幼少期の“性別の揺らぎ“に対する認知と受容を喚起するドキュメンタリー

オリコン

 2歳を過ぎた頃から自身の“性別の違和感”を訴えてきたサシャを取り巻く現実、そしてサシャの幸せのために社会と戦う家族を取材し、幼少期の“性別の揺らぎ“に対する認知と受容を喚起するドキュメンタリー映画『リトル・ガール』(11月19日公開)より、サシャを取り巻く現実、そしてサシャの幸せのために社会と戦う家族の姿を垣間見ることができる本編特別映像がWEBで公開された。

【動画】映画『リトル・ガール』本編特別映像

 7歳になってもありのままに生きることができない、不自由なサシャ。家族はそんな彼女の個性を支え、周囲に受け入れさせるため、学校や周囲へ働きかけるのだが…。

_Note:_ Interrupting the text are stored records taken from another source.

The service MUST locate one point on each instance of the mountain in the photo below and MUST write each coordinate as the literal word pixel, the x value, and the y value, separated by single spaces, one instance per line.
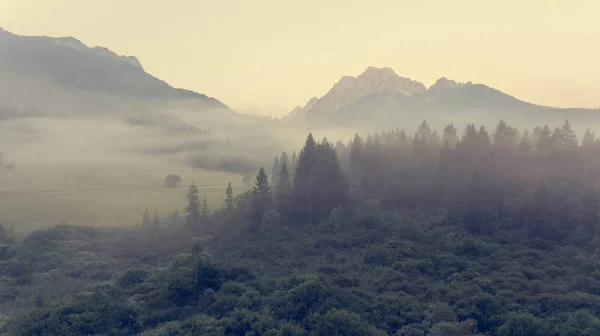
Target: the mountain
pixel 41 73
pixel 379 99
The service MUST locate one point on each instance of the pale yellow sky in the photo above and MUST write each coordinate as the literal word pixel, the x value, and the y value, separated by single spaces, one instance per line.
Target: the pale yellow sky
pixel 267 56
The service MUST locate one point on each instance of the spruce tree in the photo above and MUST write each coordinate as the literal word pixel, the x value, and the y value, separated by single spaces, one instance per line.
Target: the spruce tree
pixel 204 210
pixel 293 165
pixel 229 204
pixel 357 163
pixel 304 180
pixel 284 158
pixel 156 221
pixel 450 136
pixel 146 218
pixel 568 140
pixel 275 171
pixel 283 191
pixel 193 208
pixel 261 196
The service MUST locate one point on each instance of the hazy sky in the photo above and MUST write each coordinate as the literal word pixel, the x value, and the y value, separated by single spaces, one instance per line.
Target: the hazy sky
pixel 267 56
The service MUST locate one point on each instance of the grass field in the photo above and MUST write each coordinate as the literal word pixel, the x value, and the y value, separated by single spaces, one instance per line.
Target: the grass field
pixel 96 195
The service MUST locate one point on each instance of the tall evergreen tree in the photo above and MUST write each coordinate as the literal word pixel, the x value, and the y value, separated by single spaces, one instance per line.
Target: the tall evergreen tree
pixel 284 159
pixel 568 140
pixel 293 165
pixel 204 210
pixel 193 207
pixel 156 221
pixel 275 171
pixel 146 218
pixel 450 136
pixel 261 196
pixel 283 191
pixel 304 181
pixel 540 219
pixel 357 164
pixel 229 203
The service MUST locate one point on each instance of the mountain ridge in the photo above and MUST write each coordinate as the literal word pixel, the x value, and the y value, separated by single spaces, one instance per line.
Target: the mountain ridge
pixel 378 97
pixel 69 63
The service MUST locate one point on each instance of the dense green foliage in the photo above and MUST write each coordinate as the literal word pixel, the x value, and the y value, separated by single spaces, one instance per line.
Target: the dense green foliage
pixel 390 235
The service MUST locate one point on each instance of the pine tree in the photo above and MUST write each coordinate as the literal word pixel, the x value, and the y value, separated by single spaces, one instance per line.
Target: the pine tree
pixel 204 210
pixel 540 218
pixel 275 171
pixel 304 182
pixel 525 146
pixel 156 221
pixel 568 140
pixel 589 139
pixel 284 159
pixel 293 165
pixel 174 217
pixel 193 208
pixel 261 196
pixel 146 218
pixel 283 191
pixel 229 204
pixel 3 234
pixel 357 164
pixel 450 136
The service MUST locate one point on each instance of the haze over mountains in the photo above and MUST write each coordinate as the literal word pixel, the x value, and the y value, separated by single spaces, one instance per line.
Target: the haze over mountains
pixel 64 78
pixel 62 100
pixel 380 99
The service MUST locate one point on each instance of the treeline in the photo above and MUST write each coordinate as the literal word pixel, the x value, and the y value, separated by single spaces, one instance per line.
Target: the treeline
pixel 427 234
pixel 544 181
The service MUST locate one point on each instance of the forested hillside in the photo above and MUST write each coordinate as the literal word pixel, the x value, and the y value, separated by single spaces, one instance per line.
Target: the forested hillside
pixel 480 233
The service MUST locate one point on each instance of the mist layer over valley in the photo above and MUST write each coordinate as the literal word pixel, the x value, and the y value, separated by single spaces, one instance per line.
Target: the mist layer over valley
pixel 383 207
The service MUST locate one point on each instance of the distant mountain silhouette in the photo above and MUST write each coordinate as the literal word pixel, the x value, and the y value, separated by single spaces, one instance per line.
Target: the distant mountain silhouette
pixel 38 68
pixel 379 99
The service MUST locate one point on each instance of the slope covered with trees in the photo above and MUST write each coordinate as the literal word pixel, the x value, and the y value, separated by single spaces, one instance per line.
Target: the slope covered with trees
pixel 479 233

 映像はバレエ教室で、男の子用の衣装しか着させてもらえないサシャの様子を捉えたところから始まる。その後、家で大好きなワンピースに着替えるサシャ。「学校では着られないけど」「バレエにも」―悲しげに呟くサシャに対して「いつか認めてもらえる、それまでは家やお外で着ればいい」「学校もなんとかなるわ」と、母親は優しく言い聞かせる。

 「医師の証明があります、“家庭や学校で、サシャを受け入れる取り組みが必要”“女の子として扱うべきだ”と。そうです、だから望み通りに」「医師の証明をもらいました。これで証明できます。お願いします」少しでも彼女の願いが叶えられるように、幸せになるように。サシャ本人とはまた違った場所で社会と戦う家族の様子を切り取ったものとなっている。

 本作の監督を務めたのは、これまでも社会の周縁で生きる人々に光をあてた作品を撮り続け、カンヌやベルリンをはじめ、世界中の映画祭で高く評価されているセバスチャン・リフシッツ。トランスジェンダーのアイデンティは肉体が成長する思春期に芽生えるのではなく、幼少期で自覚されることについて取材を始めていた過程で、サシャの母親カリーヌに出会い、この作品が生まれた。ドキュメンタリストとして確かな地位を築いたリフシッツ監督が捉えた映像は、観る者にさまざまな気づきを促す洞察に満ちている。